Germany is at 9.2% – nearly double ChatGPT’s 5%. I don’t have a clean explanation for this. Maybe Perplexity’s citation model resonates more in markets where verifying sources matters more? Or maybe it’s noise in a smaller sample. Worth watching.

If you’re selling to US tech companies, assume Claude is in the mix. If you’re selling globally, especially in Europe, ChatGPT is probably what your customers are using.

Conclusion

Three AI tools, three different profiles.
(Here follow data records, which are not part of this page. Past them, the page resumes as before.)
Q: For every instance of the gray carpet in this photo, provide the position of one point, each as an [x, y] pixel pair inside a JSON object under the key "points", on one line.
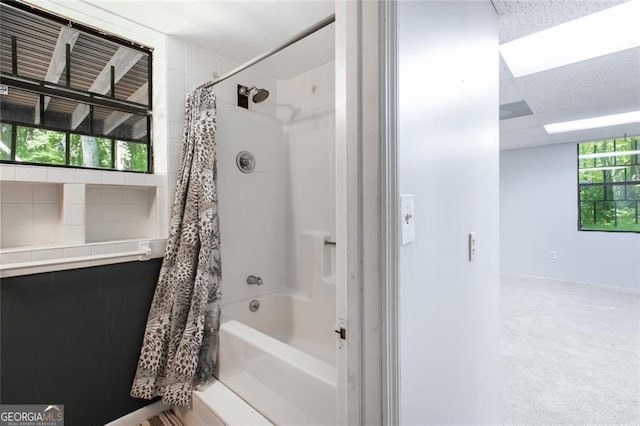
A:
{"points": [[571, 354]]}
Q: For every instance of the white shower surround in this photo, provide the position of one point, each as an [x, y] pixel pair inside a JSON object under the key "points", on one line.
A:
{"points": [[281, 360]]}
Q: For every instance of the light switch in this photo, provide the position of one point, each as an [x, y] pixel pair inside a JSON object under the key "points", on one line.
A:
{"points": [[407, 218], [472, 246]]}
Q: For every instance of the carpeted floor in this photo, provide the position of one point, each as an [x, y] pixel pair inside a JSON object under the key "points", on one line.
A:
{"points": [[166, 418], [571, 354]]}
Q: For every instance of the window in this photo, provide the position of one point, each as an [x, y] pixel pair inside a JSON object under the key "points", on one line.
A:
{"points": [[72, 96], [609, 184]]}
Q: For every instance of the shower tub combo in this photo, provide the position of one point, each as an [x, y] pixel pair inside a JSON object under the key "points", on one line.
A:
{"points": [[277, 362]]}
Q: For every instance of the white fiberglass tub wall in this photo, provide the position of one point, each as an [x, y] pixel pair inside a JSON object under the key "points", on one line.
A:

Claude is the tool for building AI into products – but that doesn’t mean all technical roles. ML engineers and backend engineers favor it. Data analysts, QA engineers, and DevOps lean toward ChatGPT. Frontend engineers are split down the middle. The dividing line is whether you’re building AI into products or using AI to do your job faster.

ChatGPT is the default. Marketing, agencies, consulting, and the roles that use AI to write emails and draft proposals. It’s what you pick when you haven’t done the research – and that’s not an insult. Defaults win. It has the broadest global footprint and the biggest moat: everyone already knows how to use it.

Perplexity is for researchers. Investors, lawyers, journalists, government workers – jobs where you need to find, synthesize, and cite. It’s also quietly becoming a search channel that SEO teams are starting to optimize for.